Membership in the WTO requires countries to streamline its import regulations. Some countries require companies to go through five separate departments to ensure the safety of their products when it comes to health restrictions, Wright said.

The requirement is used as a means for protecting domestic companies from competition by creating a difficult regulation process, she explained.

Currently, companies need a joint distribution partner to distribute their products in China. That requirement gives companies less control over the quality of their products and the length of time it takes to deliver products to the market, Wright said.

Required Compliance

If China doesn’t comply with WTO trade regulations once it is a member, companies doing business in China can lobby the U.S. government to sue the Chinese governmenover infractions.

Wright identified three major issues that WTO members were especially concerned about in China.

Companies are highly concerned about China’s compliance with the WTO’s Trade-Related Intellectual Property Rights, or TRIPS agreement.

In the past, China has not had intellectual property laws, and Wright expects China will eventually be sued over intellectual property rights after the country becomes a WTO member.

Developing countries oppose the TRIPS agreement because they want intellectual property rights transferred to them, especially regarding AIDS drugs right now, Wright said. But in the eyes of the WTO, China is not a developing country.

Agriculture is another second hot-button issue in China. The government provides price supports for farmers, which would be a non-tariff barrier to trade under the WTO, she said.

The WTO’s Subsidies and Countervailing Measures agreement is a third touchy area for China.

“China’s government runs on subsidies,” Wright said.

For instance, a utility company may receive a 50 percent subsidy and government loans to build a power plant and a 10-year tax break to locate it in a certain province, Wright said. That subsidy would be an unfair barrier to utility companies outside of China, she said.

“It will be extremely difficult for China to make all the changes to comply with the WTO terms,” Benson said. “They’re not getting as much as they’re giving. There will be companies there that have to deal with increased competition.”

But China is gearing up for WTO membership. On Sept. 11, the day of the terrorist attacks in New York City and Washington, D.C., Wright was scheduled to instruct 40 lawyers from China about the WTO in a seminar at UCSD, where she teaches classes in addition to being an instructor at Stanford University.

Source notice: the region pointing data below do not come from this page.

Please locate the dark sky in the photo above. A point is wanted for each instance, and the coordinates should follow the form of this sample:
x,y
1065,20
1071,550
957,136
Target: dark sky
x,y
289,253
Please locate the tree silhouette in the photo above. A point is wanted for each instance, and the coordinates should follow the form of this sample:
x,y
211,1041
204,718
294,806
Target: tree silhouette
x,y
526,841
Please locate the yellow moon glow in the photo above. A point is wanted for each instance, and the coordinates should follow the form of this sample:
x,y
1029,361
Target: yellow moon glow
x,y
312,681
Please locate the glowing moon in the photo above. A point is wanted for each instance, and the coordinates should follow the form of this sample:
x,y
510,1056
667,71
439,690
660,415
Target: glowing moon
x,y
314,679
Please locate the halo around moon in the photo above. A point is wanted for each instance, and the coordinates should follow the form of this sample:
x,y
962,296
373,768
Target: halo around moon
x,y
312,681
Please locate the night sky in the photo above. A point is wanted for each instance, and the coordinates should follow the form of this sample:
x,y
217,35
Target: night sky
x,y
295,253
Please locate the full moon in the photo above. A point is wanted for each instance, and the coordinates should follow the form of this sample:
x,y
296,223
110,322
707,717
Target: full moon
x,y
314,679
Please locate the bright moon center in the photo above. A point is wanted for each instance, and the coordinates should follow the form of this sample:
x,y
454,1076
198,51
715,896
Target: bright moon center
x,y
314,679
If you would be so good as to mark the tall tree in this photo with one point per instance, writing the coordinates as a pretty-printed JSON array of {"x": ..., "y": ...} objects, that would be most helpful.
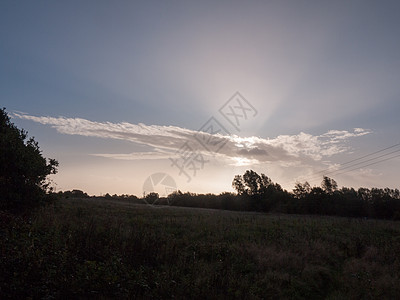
[{"x": 23, "y": 169}]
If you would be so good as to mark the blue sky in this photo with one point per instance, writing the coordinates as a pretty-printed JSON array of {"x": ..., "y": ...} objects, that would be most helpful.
[{"x": 323, "y": 76}]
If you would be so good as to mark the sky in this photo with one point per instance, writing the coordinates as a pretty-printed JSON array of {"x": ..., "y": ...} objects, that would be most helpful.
[{"x": 198, "y": 92}]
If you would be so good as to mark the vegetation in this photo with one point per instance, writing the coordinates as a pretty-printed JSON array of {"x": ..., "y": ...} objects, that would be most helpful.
[
  {"x": 258, "y": 193},
  {"x": 99, "y": 248},
  {"x": 23, "y": 169}
]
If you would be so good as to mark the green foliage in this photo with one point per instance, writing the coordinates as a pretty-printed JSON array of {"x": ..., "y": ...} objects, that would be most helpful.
[
  {"x": 98, "y": 248},
  {"x": 23, "y": 169}
]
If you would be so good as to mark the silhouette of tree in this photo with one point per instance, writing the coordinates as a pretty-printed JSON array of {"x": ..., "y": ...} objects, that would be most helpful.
[
  {"x": 329, "y": 185},
  {"x": 23, "y": 169}
]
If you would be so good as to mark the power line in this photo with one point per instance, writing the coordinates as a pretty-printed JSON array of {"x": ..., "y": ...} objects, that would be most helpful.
[
  {"x": 360, "y": 163},
  {"x": 351, "y": 162}
]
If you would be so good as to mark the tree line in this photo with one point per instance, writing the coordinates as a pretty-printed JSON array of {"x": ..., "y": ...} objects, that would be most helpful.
[{"x": 24, "y": 185}]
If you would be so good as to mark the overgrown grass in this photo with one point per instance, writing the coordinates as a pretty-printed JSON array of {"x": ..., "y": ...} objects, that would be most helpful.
[{"x": 83, "y": 248}]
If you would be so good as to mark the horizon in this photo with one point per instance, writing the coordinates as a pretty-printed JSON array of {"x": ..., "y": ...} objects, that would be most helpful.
[{"x": 202, "y": 92}]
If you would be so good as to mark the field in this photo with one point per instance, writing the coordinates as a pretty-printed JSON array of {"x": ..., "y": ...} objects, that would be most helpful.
[{"x": 92, "y": 248}]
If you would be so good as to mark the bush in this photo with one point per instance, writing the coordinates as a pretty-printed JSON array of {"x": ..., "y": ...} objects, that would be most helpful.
[{"x": 23, "y": 169}]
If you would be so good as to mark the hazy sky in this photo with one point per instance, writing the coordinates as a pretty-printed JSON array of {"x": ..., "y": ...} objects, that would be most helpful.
[{"x": 115, "y": 90}]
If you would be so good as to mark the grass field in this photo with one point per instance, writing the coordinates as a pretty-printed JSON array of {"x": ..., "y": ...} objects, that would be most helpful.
[{"x": 92, "y": 248}]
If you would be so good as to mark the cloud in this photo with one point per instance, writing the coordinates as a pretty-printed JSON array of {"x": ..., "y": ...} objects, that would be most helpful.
[{"x": 172, "y": 141}]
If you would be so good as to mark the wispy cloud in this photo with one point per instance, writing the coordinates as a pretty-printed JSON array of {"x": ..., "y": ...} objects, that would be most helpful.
[{"x": 167, "y": 140}]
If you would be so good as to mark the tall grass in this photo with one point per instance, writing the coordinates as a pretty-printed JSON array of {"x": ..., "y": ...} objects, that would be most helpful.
[{"x": 108, "y": 249}]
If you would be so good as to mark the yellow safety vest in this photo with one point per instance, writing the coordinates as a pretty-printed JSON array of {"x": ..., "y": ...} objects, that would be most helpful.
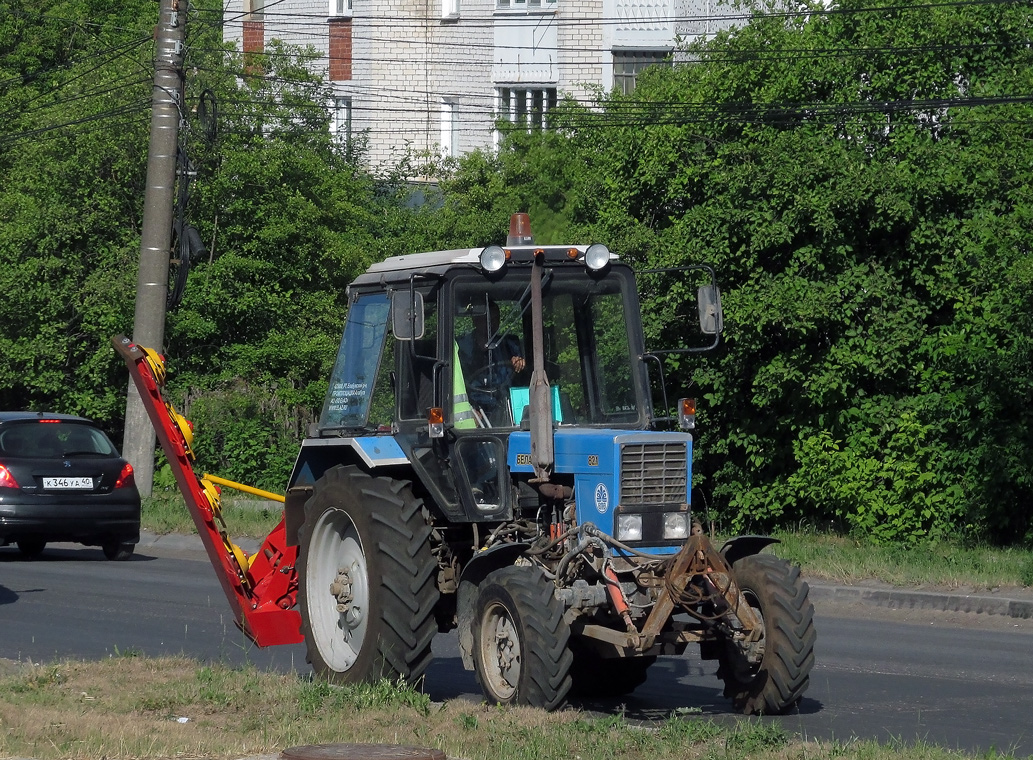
[{"x": 463, "y": 414}]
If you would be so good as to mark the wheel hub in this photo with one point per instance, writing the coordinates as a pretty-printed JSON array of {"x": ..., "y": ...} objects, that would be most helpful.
[
  {"x": 343, "y": 592},
  {"x": 500, "y": 644}
]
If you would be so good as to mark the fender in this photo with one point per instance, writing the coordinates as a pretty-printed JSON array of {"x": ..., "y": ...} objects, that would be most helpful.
[
  {"x": 475, "y": 571},
  {"x": 319, "y": 454},
  {"x": 737, "y": 548}
]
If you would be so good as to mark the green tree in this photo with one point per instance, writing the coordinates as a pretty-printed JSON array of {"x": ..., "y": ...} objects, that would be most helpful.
[{"x": 72, "y": 145}]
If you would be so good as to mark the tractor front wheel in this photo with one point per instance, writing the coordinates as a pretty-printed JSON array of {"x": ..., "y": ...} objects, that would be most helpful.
[
  {"x": 366, "y": 579},
  {"x": 521, "y": 639},
  {"x": 774, "y": 683}
]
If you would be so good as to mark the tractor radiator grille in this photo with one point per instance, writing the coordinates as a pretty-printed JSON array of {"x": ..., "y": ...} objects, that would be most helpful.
[{"x": 653, "y": 473}]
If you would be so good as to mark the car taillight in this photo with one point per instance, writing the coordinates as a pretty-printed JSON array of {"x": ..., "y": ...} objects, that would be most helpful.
[
  {"x": 125, "y": 477},
  {"x": 6, "y": 479}
]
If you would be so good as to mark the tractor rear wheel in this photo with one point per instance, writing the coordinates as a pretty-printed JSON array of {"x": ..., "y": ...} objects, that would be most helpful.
[
  {"x": 521, "y": 639},
  {"x": 366, "y": 579},
  {"x": 776, "y": 592}
]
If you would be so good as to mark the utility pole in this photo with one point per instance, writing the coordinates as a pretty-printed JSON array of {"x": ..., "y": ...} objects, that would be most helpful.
[{"x": 156, "y": 238}]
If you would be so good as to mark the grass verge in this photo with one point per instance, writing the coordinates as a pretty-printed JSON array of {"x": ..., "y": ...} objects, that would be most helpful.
[{"x": 171, "y": 707}]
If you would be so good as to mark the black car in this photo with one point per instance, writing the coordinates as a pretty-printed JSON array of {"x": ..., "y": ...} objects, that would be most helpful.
[{"x": 62, "y": 479}]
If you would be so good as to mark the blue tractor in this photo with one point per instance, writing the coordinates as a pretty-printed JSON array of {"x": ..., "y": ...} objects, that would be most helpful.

Wright said the seminar will be rescheduled for sometime in the next six months.

“They’ll have clients concerned about new foreign competition,” she said.

Wright left the law firm of Baker & McKenzie in San Diego and joined Ernst & Young in June because the accounting firm wanted to create a WTO Center as a resource for its offices around the world.

“I think the timing is right, because the WTO is new,” Wright said. “It just came into effect in 1995. During the first few years, people didn’t know they had a WTO issue. They didn’t realize it’s countries suing countries, and you have to ask your country (to file a complaint with the WTO).”